First, get your mise en place ready. Mince the garlic and chop the fresh parsley. Then, fill a large pot with water and bring it to a rolling boil. Adding salt at this stage will season the pasta from within and raise the boiling point slightly, making for more efficient cooking. I always season my pasta water until it tastes like the sea.
While the water heats, warm the extra virgin olive oil in a large skillet or pan over medium-low heat. Add the minced garlic and chili pepper to the pan, cooking gently until the garlic is fragrant but not browned, which usually takes about 1-2 minutes. Then, add the sun dried tomatoes and continue to cook for another 3-4 minutes, allowing their flavors to meld and infuse the oil.
Once the water is boiling, add the spaghetti and cook it until it's very al dente, meaning it's almost done but still has a firm bite. This is crucial because it will finish cooking in the sauce. Before draining, reserve about 1/2 cup of the starchy pasta water. Transfer the spaghetti directly into the pan with the sun dried tomato mixture, adding 1/4 to 1/3 cup of the reserved pasta water.

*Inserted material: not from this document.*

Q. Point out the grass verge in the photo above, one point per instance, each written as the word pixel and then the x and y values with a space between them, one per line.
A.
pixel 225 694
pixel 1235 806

Stir the pasta vigorously in the pan over medium heat, allowing it to absorb the sauce and the starchy pasta water to emulsify with the olive oil. This creates a glossy, flavorful coating on the pasta. Continue cooking until the water is mostly absorbed and the pasta is perfectly al dente. For best results, I give it a final toss off the heat with the fresh parsley right before serving.